I guess I missed the more direct way there. Maybe I didn’t browser-search well enough.
So once again, when (at boot or at login) and how (auto/manual) did you run Duplicati?
Were you happy with it before? Then the question is to replicate how you had done that.
You can check the old install, and if has ~root/.config/Duplicati, then which did you use?
Is the old partition still bootable? You never want to mix two Duplicati on one destination,
however you don’t have the new one going yet. Do they back up the same source files?
That seems too much for Introduction, but same question can be asked on Installation.
There are many things that are not 100% detailed. Again, change requests can be filed.
One problem, though, is that you’re in systemd administration, and I think it varies a bit.
A complete systemd manual is also vastly beyond the scope of what can be supplied…
As mentioned in other topic, maybe manual can offer setup hints for particular purpose.
Typically, the issue that comes up is Duplicati having no access to files, thanks to Arch.
The User=
and Group=
force Duplicati to start without access to anything. It’s secure…

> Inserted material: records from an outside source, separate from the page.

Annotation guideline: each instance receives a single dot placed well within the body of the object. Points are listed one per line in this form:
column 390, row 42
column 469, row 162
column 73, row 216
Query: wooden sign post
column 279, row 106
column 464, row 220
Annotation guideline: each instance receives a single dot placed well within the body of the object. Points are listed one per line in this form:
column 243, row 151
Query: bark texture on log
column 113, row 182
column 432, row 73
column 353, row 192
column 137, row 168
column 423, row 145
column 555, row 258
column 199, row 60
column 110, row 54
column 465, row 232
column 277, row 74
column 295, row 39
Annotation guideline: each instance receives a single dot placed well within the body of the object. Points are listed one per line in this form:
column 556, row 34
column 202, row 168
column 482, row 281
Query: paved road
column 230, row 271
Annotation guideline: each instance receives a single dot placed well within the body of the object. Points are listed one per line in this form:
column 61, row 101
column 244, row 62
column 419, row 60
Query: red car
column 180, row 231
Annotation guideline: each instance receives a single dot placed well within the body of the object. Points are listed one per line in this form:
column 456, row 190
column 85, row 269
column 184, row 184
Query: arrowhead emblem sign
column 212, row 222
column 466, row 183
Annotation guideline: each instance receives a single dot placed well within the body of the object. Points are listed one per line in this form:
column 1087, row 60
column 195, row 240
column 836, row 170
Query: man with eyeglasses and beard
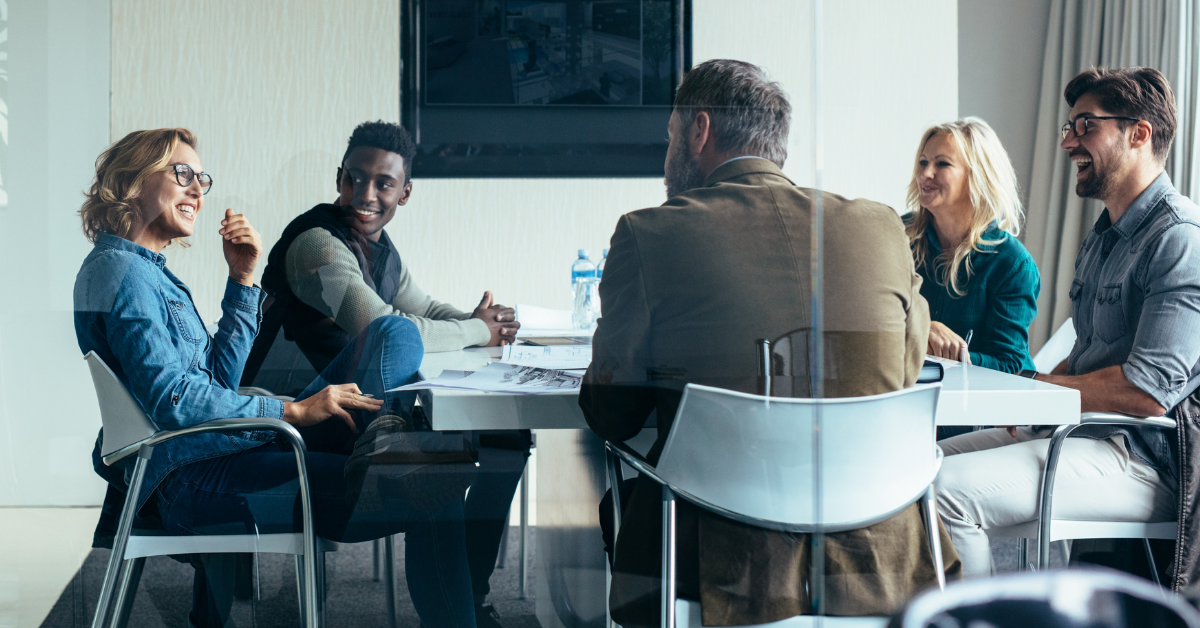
column 687, row 288
column 1135, row 305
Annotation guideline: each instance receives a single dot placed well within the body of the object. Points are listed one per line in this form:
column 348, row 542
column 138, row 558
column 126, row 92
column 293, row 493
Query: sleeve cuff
column 477, row 332
column 245, row 298
column 1151, row 382
column 270, row 408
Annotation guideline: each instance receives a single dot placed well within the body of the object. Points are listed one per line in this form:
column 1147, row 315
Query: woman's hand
column 333, row 401
column 243, row 247
column 946, row 344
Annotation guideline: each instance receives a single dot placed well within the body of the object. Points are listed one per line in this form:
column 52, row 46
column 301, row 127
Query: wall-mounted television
column 541, row 88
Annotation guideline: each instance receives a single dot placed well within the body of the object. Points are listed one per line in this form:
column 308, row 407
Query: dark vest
column 317, row 335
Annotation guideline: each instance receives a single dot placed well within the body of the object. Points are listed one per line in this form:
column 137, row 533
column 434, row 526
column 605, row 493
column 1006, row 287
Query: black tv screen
column 525, row 88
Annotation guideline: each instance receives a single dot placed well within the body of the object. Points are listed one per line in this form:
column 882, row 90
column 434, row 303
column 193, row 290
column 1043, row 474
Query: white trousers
column 990, row 479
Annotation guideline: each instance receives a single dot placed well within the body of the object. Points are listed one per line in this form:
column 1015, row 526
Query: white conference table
column 971, row 395
column 570, row 564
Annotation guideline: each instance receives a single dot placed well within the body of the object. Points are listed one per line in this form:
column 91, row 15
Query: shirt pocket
column 189, row 324
column 1077, row 288
column 1109, row 317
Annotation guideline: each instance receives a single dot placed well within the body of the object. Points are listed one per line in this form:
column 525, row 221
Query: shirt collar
column 1139, row 210
column 120, row 244
column 736, row 159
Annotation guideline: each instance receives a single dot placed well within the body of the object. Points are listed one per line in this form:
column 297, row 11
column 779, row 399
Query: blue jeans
column 502, row 460
column 257, row 490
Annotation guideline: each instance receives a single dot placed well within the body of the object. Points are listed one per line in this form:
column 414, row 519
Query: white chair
column 129, row 431
column 1056, row 350
column 1048, row 528
column 754, row 459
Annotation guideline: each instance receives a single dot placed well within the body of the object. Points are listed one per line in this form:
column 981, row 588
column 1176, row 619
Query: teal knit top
column 1000, row 303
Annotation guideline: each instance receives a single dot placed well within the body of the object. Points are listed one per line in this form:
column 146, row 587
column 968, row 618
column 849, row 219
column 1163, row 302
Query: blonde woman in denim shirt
column 141, row 320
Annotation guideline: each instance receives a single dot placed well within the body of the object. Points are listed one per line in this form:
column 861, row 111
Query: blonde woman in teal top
column 965, row 216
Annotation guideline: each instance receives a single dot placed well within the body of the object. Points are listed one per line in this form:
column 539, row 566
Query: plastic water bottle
column 582, row 268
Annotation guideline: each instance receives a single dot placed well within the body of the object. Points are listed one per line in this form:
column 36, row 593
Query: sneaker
column 486, row 616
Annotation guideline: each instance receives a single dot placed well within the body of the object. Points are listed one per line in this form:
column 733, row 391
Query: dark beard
column 1095, row 185
column 683, row 173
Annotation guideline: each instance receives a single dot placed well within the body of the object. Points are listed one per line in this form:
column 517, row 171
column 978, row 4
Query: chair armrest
column 216, row 425
column 1113, row 418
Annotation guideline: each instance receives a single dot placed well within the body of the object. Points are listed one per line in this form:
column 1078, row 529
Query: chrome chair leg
column 389, row 576
column 522, row 569
column 375, row 560
column 1150, row 558
column 126, row 590
column 669, row 557
column 503, row 552
column 1045, row 495
column 105, row 606
column 612, row 466
column 300, row 590
column 321, row 587
column 934, row 533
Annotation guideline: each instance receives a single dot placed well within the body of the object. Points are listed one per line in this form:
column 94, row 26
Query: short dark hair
column 1141, row 93
column 384, row 136
column 749, row 111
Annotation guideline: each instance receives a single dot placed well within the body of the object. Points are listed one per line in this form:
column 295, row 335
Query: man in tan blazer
column 687, row 289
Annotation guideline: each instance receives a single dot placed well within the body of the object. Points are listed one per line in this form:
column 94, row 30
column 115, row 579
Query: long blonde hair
column 120, row 172
column 991, row 187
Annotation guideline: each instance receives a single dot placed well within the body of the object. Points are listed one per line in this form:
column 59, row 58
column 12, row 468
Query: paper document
column 499, row 377
column 546, row 322
column 553, row 357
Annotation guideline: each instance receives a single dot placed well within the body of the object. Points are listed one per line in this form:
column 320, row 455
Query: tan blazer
column 687, row 289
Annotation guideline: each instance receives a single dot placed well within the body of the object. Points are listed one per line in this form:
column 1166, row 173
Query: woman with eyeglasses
column 965, row 214
column 141, row 320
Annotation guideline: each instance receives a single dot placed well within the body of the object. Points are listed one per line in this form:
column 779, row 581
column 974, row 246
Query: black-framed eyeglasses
column 1080, row 125
column 185, row 175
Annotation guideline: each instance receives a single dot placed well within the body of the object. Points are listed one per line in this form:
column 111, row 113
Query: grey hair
column 750, row 113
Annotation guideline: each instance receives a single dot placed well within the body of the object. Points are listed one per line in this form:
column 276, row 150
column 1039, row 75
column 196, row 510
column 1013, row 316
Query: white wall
column 273, row 114
column 1001, row 46
column 58, row 109
column 273, row 89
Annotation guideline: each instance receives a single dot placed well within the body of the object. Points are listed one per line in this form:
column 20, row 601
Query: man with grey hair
column 687, row 289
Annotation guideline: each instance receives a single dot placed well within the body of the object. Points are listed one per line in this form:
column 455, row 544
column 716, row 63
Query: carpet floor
column 353, row 599
column 165, row 596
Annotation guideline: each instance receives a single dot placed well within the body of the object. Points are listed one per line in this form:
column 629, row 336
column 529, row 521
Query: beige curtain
column 1159, row 34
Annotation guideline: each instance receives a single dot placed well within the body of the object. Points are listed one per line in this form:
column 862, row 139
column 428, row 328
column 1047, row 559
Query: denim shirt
column 141, row 320
column 1135, row 301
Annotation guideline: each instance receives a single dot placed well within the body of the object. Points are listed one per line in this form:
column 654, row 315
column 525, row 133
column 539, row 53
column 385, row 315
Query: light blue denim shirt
column 1135, row 301
column 141, row 320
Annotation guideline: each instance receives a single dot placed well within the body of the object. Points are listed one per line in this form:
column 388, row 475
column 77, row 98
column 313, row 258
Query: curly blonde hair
column 121, row 169
column 991, row 187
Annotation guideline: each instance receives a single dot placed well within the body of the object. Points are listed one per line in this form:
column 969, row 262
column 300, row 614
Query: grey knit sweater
column 324, row 274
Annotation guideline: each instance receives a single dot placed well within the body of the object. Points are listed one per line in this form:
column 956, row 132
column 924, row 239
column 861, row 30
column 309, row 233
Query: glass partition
column 725, row 315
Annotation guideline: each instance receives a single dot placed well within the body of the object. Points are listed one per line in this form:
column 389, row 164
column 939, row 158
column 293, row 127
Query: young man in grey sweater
column 335, row 270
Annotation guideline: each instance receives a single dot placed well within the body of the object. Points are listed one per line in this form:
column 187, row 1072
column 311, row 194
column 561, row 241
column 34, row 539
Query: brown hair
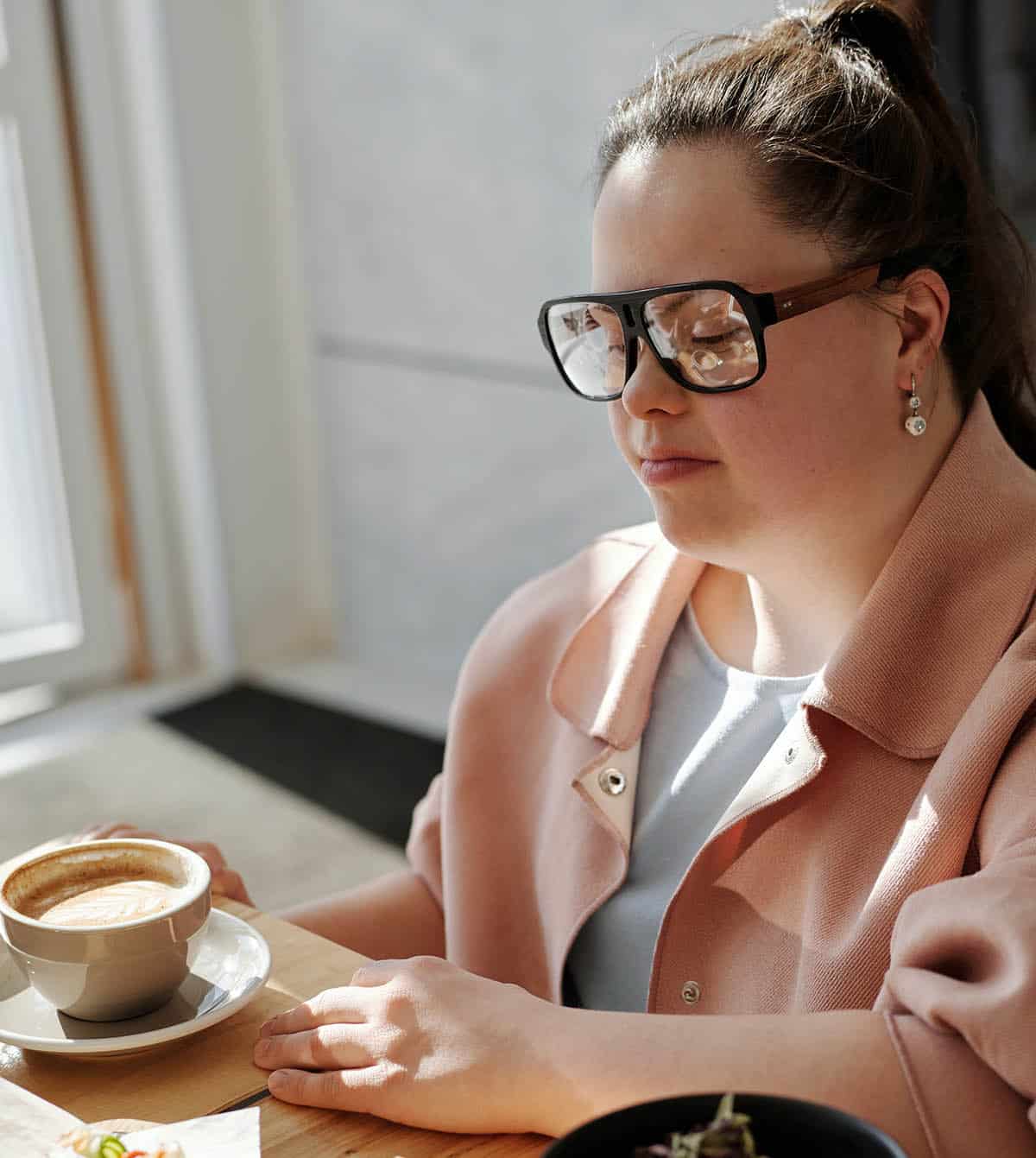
column 849, row 136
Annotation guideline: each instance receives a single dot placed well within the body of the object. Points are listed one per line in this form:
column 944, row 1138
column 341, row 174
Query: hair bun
column 879, row 28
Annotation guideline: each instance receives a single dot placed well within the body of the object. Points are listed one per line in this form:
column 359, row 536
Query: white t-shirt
column 710, row 726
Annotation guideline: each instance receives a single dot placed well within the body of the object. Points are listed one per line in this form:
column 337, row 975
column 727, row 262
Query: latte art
column 108, row 902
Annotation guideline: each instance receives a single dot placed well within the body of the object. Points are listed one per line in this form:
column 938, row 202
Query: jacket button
column 692, row 992
column 612, row 781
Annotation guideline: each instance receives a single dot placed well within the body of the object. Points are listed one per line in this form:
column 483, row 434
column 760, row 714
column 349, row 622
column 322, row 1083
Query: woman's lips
column 659, row 471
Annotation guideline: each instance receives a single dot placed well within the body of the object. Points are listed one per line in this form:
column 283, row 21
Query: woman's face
column 797, row 454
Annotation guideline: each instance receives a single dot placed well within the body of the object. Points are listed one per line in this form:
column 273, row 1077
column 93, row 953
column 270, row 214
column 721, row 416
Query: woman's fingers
column 328, row 1006
column 343, row 1089
column 325, row 1047
column 227, row 883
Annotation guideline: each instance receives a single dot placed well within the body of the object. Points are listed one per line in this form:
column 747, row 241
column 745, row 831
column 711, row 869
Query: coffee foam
column 107, row 901
column 133, row 875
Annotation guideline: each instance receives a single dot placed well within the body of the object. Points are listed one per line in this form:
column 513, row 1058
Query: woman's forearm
column 845, row 1059
column 391, row 916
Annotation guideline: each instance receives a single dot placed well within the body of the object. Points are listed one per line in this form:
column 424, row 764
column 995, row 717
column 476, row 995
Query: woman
column 818, row 668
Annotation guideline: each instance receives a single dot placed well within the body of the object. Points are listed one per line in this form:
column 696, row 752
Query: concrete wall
column 442, row 167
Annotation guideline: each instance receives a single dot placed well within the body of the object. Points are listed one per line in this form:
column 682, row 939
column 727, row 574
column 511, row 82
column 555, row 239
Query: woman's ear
column 924, row 312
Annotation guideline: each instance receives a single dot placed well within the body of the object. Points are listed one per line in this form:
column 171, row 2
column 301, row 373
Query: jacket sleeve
column 960, row 995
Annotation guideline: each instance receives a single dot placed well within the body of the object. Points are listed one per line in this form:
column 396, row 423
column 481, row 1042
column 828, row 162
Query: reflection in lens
column 588, row 339
column 705, row 335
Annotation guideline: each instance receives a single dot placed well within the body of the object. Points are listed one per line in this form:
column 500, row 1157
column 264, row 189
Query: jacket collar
column 951, row 595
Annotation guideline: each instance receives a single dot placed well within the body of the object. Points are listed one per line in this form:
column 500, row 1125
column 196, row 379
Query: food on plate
column 98, row 1144
column 726, row 1136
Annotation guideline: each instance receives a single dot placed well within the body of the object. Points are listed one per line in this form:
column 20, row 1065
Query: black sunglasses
column 588, row 336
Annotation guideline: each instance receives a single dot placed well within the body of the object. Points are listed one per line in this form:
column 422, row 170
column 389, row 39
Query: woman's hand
column 423, row 1042
column 224, row 882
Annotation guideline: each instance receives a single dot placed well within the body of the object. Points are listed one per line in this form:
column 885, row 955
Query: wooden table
column 214, row 1070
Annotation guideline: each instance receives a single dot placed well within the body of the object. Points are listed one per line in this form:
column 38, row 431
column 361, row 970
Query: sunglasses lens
column 704, row 335
column 588, row 340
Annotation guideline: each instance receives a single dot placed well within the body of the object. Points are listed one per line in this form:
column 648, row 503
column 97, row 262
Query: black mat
column 370, row 773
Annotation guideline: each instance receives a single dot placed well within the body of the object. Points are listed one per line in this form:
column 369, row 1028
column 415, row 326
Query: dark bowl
column 781, row 1128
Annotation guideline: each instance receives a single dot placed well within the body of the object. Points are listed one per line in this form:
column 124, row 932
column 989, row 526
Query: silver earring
column 914, row 424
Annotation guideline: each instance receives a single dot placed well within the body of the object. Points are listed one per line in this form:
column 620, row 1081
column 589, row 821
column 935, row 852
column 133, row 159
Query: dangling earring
column 914, row 424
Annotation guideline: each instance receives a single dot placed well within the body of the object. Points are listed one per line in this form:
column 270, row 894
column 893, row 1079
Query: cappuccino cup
column 105, row 930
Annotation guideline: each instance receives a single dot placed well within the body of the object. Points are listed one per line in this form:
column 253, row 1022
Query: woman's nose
column 649, row 388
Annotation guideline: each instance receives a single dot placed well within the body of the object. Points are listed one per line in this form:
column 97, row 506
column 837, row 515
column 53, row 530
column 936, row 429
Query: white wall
column 442, row 163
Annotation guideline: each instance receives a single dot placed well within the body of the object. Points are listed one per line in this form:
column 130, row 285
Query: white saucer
column 231, row 967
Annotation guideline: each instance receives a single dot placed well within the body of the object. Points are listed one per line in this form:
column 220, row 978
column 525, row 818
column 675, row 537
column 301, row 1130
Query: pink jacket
column 881, row 856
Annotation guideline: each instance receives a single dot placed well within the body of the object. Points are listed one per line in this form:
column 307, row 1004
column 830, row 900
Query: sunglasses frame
column 761, row 309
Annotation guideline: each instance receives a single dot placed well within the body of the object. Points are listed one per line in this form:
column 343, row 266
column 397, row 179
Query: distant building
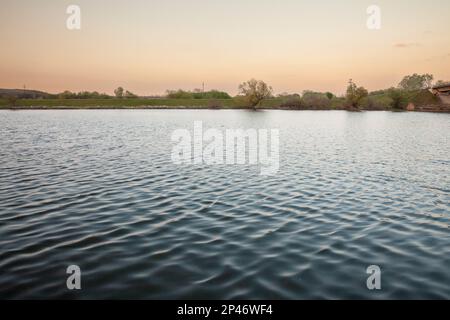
column 442, row 91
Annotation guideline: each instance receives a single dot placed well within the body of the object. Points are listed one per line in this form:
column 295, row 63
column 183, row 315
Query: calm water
column 98, row 189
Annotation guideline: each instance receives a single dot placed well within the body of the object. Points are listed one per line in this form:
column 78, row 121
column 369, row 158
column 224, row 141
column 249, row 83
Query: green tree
column 329, row 95
column 119, row 92
column 399, row 99
column 416, row 82
column 255, row 91
column 130, row 95
column 441, row 82
column 355, row 94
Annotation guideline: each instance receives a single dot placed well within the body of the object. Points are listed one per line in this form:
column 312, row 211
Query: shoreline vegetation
column 412, row 94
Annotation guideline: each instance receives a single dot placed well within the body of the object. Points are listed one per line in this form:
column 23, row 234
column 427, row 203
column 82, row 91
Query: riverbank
column 269, row 104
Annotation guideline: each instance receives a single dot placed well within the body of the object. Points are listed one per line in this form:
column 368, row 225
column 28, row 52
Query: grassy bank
column 383, row 100
column 133, row 103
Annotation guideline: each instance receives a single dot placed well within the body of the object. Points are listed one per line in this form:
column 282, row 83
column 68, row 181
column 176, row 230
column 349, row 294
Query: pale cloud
column 406, row 45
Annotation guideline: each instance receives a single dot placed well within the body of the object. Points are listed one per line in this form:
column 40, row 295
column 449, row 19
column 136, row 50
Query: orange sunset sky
column 154, row 45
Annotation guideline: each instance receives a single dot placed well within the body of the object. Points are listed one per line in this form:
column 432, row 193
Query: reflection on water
column 98, row 189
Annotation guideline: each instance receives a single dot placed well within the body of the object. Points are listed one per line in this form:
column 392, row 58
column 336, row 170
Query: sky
column 149, row 46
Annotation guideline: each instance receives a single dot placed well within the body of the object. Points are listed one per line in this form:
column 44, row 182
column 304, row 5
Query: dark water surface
column 98, row 189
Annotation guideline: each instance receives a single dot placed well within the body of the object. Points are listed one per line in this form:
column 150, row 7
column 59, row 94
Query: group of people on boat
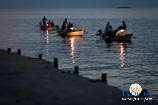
column 109, row 29
column 67, row 26
column 47, row 23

You could edit for your own user and group, e.g. as shown by running the id command.
I don’t administer this much, so if you can find Ubuntu info, it may be the most accurate.
Search for ubuntu systemd user group
finds lots of material that can help guide you.
UNIT FILE LOAD PATH
talks about this some, however I’m not a great systemd expert.
My interpretation is that you want to edit your /etc/systemd/system/duplicati.service file.
This is the same file that you were either editing per manual or it was already sufficient.
User=, Group=
Set the UNIX user or group that the processes are executed as, respectively.
How so? You must already have been able to get to a root shell to get the steps you did.
There are security reasons why running as root is too powerful. Depends on your need.
Clearly, if you want to run as you, you can’t backup any files that you have no access to.